Abstract Vitreoretinal Symposium Marburg / Frankfurt 2002
2nd scientific session

Retinal transplantation of neural progenitor cells in the rhodopsin transgenic rat

Derek B. Lauritzen, M.D.1,2, Yasuo Kurimoto, M.D.,
Michael Young, Ph.D. (USA- Boston, MA)

¹Massachusetts Eye and Ear Infirmary, ²Retina Specialists of Boston, Schepens Eye Research Institute (all authors), and the Harvard Medical School (all authors)


Neural cells derived from the adult rat brain para-hippocamal region have been shown to be self-renewing and multipotential (neural progenitor or stem cells). We have shown that these cells survive, integrate, and differentiate when transplanted into a Royal College of Surgeons (RCS) rat model of retinal degeneration. A model in which, despite the differentiation of these brain neural progenitor cells as determined by morphology and immunohistochemistry, there has been no evidence of photoreceptor differentiation. The recent development of two lines of transgenic mutant rhodopsin rats (pro23his and ser334term) has provided rat models of retinal degeneration in which the defect is localized to the photoreceptor. Brain neural progenitor cells transplanted to the intravitreal and subretinal space of the pro23his and ser334t mutant rats show survival, integration, and limited differentiation. We have found only limited evidence of photoreceptor differentiation with transplantation of adult neural progenitor cells and hypothesize that these cells possess a certain level of differentiation precluding their differentiation into photoreceptors.

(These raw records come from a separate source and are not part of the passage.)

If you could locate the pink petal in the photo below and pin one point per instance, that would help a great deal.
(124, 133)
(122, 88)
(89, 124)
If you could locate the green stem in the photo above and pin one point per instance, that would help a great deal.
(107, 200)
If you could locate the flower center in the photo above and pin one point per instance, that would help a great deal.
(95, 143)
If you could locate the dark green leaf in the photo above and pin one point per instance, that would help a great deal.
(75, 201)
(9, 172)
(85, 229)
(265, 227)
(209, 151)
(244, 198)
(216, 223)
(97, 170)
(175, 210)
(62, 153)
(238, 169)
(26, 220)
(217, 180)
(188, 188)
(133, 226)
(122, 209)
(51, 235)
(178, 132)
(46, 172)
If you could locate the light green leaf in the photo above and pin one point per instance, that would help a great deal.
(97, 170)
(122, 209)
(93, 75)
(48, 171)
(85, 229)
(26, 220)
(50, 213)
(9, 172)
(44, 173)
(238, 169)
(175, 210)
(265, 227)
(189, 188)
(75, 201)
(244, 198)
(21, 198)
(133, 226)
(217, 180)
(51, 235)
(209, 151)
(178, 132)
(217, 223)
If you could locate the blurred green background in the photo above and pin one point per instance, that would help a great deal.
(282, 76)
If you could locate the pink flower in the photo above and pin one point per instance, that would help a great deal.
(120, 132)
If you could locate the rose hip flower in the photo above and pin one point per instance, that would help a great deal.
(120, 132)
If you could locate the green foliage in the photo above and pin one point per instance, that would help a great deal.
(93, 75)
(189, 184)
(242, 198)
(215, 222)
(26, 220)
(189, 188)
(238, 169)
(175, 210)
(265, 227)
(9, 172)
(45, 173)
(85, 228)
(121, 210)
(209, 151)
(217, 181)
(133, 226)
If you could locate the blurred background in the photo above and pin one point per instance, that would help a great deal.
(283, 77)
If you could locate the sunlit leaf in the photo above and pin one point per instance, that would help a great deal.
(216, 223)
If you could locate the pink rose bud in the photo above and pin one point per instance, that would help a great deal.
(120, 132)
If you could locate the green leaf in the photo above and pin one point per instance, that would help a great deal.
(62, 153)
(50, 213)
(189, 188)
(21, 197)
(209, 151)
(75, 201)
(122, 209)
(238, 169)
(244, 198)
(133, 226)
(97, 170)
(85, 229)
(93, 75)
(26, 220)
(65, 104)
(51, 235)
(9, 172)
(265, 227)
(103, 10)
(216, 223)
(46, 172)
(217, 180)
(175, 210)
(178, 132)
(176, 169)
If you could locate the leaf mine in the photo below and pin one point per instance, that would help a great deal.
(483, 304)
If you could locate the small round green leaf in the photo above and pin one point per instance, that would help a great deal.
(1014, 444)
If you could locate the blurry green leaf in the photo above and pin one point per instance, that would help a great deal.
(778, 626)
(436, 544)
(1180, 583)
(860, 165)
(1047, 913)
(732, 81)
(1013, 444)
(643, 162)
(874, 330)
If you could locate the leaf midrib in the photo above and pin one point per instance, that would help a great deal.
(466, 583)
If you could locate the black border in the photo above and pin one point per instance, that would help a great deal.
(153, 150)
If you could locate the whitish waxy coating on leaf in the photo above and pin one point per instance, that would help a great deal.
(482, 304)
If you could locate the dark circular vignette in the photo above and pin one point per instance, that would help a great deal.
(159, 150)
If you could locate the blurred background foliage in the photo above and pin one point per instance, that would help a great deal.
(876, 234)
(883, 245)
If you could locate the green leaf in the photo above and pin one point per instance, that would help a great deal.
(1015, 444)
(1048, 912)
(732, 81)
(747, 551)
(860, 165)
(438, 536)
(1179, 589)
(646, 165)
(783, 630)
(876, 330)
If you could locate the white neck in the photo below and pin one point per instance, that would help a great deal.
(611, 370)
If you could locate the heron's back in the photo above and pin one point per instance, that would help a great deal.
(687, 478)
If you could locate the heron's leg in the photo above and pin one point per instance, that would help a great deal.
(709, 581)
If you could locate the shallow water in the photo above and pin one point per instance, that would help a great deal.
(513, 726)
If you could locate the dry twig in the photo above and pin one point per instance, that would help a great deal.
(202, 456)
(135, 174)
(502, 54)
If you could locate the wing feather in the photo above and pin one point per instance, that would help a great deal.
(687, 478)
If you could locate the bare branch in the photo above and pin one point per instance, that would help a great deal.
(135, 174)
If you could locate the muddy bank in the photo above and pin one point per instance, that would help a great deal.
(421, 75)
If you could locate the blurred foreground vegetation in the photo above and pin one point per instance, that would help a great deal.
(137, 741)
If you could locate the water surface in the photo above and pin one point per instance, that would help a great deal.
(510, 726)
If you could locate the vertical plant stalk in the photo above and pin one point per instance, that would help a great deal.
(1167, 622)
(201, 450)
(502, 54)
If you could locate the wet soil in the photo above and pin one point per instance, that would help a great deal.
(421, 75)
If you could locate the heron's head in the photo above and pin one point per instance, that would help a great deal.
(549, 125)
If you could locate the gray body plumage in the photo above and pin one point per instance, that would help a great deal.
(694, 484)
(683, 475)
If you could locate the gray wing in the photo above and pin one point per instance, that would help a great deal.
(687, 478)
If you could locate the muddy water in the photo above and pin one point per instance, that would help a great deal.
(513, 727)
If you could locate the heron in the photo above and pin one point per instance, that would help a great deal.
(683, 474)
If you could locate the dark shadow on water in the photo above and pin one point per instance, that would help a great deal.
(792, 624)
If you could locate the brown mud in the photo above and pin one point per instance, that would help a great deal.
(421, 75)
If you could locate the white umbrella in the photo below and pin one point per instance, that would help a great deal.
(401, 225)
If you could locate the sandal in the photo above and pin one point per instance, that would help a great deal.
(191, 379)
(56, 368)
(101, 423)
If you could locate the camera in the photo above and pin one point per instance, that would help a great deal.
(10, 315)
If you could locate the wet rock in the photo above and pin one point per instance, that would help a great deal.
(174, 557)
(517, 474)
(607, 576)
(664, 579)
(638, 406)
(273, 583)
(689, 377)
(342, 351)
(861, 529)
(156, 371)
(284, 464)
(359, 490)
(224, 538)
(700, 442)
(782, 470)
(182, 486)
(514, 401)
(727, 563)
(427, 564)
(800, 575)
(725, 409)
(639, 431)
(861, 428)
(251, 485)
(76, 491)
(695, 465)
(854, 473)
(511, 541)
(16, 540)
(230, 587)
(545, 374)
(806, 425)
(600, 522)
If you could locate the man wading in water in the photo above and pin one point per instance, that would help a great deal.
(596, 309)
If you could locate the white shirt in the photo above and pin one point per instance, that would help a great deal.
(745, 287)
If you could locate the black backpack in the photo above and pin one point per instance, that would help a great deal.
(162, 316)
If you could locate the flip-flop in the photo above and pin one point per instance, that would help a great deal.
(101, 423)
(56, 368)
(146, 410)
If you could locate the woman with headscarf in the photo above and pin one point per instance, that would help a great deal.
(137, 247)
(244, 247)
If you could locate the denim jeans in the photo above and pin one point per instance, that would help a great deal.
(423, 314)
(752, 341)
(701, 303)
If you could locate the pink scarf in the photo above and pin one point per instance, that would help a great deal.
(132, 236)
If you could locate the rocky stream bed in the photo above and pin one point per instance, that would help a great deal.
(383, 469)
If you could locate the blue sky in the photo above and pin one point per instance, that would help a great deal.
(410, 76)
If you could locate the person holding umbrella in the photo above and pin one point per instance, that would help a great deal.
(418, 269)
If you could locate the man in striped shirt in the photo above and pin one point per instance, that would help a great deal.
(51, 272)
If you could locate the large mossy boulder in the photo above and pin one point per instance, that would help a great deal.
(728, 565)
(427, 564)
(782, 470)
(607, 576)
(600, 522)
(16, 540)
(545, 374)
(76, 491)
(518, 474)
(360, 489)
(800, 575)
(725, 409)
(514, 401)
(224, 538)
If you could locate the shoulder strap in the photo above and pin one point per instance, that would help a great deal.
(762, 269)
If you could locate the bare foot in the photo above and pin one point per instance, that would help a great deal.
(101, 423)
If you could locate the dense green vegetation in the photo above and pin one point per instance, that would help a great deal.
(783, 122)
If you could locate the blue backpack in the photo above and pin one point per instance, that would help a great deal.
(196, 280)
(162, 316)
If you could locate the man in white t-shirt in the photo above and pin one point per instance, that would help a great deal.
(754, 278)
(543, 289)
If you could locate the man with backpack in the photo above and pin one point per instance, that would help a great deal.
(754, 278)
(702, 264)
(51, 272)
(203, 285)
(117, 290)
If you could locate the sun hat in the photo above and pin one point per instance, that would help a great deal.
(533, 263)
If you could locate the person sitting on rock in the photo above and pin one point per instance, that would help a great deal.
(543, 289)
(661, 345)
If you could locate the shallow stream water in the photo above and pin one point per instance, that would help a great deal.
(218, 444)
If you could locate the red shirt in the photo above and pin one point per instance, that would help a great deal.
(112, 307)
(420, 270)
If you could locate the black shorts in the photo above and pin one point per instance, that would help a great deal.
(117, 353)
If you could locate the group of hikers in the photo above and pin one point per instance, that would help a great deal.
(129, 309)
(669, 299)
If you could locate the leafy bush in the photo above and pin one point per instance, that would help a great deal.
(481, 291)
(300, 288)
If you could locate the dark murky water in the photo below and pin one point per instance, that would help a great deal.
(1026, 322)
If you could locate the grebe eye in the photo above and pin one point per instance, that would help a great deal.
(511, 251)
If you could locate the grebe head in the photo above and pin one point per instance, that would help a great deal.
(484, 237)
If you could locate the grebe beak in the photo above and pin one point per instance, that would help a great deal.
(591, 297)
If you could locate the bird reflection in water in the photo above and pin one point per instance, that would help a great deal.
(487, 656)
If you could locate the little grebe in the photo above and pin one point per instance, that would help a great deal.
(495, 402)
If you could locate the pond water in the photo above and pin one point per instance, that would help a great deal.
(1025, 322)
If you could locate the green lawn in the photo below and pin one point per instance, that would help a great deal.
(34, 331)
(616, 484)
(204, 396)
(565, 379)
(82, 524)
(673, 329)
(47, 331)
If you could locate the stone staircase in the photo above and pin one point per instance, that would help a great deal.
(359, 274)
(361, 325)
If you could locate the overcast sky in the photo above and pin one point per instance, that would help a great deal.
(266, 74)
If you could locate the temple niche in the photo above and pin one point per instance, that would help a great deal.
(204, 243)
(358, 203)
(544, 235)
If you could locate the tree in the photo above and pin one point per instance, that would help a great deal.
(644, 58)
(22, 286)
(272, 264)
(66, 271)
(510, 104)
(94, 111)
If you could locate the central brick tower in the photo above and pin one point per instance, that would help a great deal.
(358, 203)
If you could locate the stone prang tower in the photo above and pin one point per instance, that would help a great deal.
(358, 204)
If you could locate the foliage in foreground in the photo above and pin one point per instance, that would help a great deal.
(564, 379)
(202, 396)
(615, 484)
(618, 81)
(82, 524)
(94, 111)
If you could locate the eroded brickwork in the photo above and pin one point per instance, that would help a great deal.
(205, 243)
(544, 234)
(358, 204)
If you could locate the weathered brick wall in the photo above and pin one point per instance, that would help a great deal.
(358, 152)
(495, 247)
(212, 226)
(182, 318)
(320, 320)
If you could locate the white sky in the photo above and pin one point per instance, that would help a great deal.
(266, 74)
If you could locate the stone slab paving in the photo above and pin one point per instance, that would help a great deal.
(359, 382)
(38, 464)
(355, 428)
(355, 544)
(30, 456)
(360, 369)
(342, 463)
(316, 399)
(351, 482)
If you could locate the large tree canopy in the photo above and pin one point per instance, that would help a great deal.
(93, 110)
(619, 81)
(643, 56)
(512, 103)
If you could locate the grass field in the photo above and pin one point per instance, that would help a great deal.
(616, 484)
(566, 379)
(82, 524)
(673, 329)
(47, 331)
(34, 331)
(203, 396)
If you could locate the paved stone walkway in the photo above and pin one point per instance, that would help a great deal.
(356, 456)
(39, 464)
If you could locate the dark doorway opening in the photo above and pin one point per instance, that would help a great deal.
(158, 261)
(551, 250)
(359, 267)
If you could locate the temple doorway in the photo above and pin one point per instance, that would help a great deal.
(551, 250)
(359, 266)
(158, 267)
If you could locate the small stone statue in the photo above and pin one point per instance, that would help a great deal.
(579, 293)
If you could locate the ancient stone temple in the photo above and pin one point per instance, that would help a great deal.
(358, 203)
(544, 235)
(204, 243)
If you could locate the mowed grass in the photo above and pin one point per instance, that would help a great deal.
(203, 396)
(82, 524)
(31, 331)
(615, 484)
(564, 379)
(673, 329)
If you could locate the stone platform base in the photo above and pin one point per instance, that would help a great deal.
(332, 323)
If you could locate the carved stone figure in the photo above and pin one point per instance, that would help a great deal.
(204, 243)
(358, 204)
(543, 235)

Further studies utilizing neural progenitor cells transplanted into the developing retina have shown success in producing cells which survive, integrate, and differentiate into cells expressing recoverin, suggesting that transplanted stem cells may have the capacity to respond to signals present during differentiation and degeneration in the CNS. We are presently investigating the nature of the cues in the developing, as well as the mature diseased retinal microenvironment.

Supported in part by the Minda de Gunzburg Center for Retinal Transplantation and NEI Grant 09595.